Pour _J'aurais dû m'en doute*r*_, je suggère _I should've known better._


----------



## ericprida

D'accord, super !

Et dernière chose, c'est uniquement pour un reproche ou une critique que l'on traduit "Might have..." par "Aurait (peut-être) pu" ?


----------



## Oddmania

Non, pas du tout! _He might have died _ou _He could have died_ :_ Il aurait pu mourir! _


----------



## ericprida

Bonsoir à tous,

J'aimerais savoir concernant "Might have not" de la phrase "I might not have understood", ça se traduirait uniquement  par "Je n'ai peut-être pas compris" ou bien peut-on dire " Je n'aurais pas  pu comprendre", ce qui sonne bizarre je dois l'avouer.

Merci


----------



## Oddmania

Salut,

_Il se pourrait que je n'aie pas compris_  Ça peut très bien dire_ Je n'aurais pas pu_, mais ça serait suivi d'autre chose (_Je n'aurais pas pu comprendre *si tu ne m'avais pas expliqué*_). Le contexte clarifie toujours.


----------



## ericprida

Oddmania said:


> Salut,
> 
> _Il se pourrait que je n'aie pas compris_  Ça peut très bien dire_ Je n'aurais pas pu_, mais ça serait suivi d'autre chose (_Je n'aurais pas pu comprendre *si tu ne m'avais pas expliqué*_).

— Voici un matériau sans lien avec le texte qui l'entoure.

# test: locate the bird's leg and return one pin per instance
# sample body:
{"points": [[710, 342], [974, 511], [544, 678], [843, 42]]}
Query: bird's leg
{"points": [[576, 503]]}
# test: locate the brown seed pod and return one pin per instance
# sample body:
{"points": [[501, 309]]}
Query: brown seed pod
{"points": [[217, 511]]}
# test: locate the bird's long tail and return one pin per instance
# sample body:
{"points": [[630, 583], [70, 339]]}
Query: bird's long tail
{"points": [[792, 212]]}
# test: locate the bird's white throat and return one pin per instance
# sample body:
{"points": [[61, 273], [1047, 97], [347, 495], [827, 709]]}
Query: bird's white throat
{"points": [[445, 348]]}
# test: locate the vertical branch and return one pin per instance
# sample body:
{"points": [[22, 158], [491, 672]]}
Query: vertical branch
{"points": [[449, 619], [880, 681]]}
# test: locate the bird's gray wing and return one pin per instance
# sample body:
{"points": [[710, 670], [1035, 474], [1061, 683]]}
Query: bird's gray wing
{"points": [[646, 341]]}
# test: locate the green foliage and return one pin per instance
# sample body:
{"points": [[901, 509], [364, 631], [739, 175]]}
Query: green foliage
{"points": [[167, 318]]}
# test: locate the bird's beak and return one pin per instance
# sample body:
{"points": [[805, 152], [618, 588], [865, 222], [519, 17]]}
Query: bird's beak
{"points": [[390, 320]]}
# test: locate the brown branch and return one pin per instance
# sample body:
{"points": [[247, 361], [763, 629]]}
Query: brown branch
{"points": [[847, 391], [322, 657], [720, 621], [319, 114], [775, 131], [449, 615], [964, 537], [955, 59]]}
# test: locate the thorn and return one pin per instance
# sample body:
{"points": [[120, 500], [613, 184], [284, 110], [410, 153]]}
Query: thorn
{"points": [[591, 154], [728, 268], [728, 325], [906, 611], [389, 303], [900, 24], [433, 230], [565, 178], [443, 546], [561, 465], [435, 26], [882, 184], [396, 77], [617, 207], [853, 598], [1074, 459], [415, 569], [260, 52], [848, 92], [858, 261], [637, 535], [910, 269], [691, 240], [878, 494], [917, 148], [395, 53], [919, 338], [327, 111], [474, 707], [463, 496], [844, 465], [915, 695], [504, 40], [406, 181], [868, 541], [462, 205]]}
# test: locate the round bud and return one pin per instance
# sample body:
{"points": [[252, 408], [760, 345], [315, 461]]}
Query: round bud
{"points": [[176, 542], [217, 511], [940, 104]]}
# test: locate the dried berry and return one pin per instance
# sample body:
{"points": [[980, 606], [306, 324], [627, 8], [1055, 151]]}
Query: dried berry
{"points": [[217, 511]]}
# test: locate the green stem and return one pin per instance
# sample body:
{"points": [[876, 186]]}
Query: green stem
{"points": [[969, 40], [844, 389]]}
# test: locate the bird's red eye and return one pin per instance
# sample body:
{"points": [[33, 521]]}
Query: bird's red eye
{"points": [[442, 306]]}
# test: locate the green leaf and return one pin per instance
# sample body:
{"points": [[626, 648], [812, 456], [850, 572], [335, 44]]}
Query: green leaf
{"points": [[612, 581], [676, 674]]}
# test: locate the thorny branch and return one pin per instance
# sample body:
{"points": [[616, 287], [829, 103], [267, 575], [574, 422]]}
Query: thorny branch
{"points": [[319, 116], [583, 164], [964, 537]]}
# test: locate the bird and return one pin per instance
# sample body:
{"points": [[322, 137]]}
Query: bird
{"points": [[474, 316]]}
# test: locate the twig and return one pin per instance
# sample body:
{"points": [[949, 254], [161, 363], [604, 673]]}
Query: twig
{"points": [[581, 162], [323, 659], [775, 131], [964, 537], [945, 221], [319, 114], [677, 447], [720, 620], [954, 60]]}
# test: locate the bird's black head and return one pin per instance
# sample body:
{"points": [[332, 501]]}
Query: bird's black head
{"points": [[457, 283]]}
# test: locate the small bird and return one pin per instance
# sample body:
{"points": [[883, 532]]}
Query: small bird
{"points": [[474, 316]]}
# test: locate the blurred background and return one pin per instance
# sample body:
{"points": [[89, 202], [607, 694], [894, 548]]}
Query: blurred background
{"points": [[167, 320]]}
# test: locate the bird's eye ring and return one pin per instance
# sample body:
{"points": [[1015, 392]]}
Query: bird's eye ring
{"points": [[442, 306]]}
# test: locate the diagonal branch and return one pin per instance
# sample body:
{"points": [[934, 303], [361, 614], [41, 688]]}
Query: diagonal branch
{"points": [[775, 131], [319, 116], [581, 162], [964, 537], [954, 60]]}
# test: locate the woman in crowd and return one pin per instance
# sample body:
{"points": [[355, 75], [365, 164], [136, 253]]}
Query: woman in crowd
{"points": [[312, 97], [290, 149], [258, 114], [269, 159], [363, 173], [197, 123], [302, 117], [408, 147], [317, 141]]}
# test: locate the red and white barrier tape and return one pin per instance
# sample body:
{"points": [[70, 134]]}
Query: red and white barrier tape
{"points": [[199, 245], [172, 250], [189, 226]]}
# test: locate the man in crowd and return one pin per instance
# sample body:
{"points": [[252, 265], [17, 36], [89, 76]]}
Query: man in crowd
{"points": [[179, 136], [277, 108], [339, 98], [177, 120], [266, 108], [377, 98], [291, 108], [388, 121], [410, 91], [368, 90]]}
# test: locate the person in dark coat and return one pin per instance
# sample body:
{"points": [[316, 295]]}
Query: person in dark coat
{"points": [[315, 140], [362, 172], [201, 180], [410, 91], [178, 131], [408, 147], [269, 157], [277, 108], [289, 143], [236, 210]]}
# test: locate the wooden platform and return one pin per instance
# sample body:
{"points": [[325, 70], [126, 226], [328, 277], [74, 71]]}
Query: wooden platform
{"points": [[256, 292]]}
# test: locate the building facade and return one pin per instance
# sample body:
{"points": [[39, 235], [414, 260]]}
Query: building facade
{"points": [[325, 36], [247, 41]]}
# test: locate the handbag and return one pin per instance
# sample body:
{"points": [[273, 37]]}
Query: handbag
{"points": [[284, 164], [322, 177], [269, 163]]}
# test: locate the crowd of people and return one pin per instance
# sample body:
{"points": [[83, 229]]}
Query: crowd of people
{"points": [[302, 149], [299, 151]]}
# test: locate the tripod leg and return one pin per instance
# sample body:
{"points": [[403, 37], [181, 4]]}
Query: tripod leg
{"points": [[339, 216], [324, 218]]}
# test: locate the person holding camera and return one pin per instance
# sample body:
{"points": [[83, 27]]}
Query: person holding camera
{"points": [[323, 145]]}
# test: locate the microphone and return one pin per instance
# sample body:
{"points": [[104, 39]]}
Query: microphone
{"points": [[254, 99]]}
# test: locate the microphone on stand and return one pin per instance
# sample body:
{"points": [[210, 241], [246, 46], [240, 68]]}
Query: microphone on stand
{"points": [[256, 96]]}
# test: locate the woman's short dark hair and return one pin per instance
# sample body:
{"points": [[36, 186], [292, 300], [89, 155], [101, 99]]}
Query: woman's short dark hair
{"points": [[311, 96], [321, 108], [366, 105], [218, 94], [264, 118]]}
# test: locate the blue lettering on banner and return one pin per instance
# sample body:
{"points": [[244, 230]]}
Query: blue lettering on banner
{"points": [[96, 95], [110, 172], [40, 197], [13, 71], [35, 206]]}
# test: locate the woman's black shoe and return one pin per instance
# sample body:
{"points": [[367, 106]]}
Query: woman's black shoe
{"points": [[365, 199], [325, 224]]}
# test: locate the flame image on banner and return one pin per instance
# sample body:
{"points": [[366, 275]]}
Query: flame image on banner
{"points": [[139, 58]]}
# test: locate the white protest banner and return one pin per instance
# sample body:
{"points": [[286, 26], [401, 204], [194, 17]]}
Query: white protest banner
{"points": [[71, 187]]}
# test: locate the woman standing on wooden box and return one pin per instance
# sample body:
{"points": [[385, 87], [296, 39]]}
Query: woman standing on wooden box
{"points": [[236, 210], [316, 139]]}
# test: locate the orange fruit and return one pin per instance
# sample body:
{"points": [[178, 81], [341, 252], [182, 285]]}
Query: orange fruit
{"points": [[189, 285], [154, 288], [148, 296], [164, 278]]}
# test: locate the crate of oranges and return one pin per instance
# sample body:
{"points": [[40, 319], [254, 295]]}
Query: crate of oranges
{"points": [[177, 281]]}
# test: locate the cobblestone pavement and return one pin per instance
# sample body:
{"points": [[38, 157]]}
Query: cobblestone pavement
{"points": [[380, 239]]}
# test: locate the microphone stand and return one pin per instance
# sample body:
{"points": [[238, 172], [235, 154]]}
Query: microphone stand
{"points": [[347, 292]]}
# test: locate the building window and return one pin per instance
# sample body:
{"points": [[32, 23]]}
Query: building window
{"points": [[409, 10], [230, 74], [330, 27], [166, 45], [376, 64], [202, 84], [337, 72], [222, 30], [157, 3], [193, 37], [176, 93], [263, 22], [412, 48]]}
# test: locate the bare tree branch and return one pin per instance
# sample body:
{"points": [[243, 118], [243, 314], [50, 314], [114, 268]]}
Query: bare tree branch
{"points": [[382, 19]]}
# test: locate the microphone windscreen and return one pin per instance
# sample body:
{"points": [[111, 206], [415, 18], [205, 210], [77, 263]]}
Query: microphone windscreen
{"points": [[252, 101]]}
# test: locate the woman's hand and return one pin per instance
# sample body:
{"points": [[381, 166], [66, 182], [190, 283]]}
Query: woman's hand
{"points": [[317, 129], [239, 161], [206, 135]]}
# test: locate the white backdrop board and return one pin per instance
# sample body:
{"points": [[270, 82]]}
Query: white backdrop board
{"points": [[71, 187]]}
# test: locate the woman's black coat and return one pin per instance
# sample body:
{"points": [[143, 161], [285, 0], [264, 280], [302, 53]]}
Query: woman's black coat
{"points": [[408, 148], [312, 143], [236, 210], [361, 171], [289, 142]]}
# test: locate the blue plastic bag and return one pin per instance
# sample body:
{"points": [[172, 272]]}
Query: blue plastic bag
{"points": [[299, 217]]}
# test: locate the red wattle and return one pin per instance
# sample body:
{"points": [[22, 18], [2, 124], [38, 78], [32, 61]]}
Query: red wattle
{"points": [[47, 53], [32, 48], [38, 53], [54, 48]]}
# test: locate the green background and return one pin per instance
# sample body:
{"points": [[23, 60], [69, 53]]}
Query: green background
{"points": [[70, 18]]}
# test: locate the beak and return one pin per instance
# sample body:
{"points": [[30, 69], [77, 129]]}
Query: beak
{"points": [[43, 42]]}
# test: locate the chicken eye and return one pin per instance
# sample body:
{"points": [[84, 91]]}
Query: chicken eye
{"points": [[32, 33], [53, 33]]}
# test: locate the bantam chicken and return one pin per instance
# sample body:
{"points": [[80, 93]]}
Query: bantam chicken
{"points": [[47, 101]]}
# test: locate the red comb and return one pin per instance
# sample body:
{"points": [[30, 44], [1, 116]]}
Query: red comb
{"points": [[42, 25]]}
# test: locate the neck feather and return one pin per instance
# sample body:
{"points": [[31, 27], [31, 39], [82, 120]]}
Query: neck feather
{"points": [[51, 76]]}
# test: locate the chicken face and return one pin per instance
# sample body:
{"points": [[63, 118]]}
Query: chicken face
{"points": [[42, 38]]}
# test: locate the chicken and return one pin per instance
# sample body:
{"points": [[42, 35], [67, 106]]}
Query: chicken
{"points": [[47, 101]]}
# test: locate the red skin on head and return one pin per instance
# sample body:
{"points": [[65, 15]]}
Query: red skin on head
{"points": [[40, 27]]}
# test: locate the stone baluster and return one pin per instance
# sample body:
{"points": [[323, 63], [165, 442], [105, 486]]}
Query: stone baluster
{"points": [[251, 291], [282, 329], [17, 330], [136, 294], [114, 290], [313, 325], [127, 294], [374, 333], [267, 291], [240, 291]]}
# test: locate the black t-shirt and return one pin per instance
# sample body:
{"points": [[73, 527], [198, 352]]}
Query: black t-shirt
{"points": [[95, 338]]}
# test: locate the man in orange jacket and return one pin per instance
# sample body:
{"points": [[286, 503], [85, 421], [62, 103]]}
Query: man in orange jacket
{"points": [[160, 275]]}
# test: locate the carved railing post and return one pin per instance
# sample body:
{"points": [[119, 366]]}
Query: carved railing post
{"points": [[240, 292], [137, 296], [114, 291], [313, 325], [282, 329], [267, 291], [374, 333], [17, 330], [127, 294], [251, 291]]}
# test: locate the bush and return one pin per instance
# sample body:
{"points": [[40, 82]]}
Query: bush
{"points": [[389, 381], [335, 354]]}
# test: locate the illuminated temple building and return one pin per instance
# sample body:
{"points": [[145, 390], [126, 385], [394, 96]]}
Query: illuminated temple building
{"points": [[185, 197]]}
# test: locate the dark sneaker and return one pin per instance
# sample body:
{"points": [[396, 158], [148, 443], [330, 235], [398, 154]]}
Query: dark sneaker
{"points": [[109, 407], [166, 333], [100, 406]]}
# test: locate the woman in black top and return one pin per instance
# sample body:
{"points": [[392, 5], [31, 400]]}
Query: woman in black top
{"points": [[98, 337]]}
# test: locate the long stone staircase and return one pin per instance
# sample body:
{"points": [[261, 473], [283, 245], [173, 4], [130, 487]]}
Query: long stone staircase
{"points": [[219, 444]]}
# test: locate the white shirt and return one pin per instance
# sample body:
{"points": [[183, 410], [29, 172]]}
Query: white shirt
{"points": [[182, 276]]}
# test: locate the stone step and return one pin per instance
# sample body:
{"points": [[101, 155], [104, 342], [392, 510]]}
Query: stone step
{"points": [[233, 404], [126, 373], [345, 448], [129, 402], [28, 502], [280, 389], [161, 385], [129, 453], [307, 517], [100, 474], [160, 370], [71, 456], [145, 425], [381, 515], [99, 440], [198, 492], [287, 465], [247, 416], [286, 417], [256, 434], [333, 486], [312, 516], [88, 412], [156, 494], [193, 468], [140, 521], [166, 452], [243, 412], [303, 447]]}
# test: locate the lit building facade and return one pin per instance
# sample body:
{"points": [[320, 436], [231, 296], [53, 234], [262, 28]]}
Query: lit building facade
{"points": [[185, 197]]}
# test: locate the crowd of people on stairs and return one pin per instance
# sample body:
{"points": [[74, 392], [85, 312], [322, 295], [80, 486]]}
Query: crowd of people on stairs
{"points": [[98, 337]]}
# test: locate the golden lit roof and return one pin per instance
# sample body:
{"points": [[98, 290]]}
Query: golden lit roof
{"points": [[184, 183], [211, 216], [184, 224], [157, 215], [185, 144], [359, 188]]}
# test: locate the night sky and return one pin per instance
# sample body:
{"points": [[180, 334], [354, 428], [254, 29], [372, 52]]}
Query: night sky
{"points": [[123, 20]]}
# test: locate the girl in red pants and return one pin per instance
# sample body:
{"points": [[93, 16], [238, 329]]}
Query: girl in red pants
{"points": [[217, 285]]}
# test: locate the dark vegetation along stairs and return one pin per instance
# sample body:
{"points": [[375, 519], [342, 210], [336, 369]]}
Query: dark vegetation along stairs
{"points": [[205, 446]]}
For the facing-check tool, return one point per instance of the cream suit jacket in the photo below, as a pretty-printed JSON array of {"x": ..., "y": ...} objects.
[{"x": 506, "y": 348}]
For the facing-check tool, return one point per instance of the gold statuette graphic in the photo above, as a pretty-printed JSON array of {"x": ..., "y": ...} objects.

Le contexte clarifie toujours.



Merci Oddmania, c'est d'ailleurs la phrase que je cherchais , mais "Je n'ai peut-être pas compris" est juste quand même ?

Et donc, pour le traduire "Might have..." par "aurait pu" ce serait toujours suivi de quelque chose derrière ou tout dépend du contexte après  ?


----------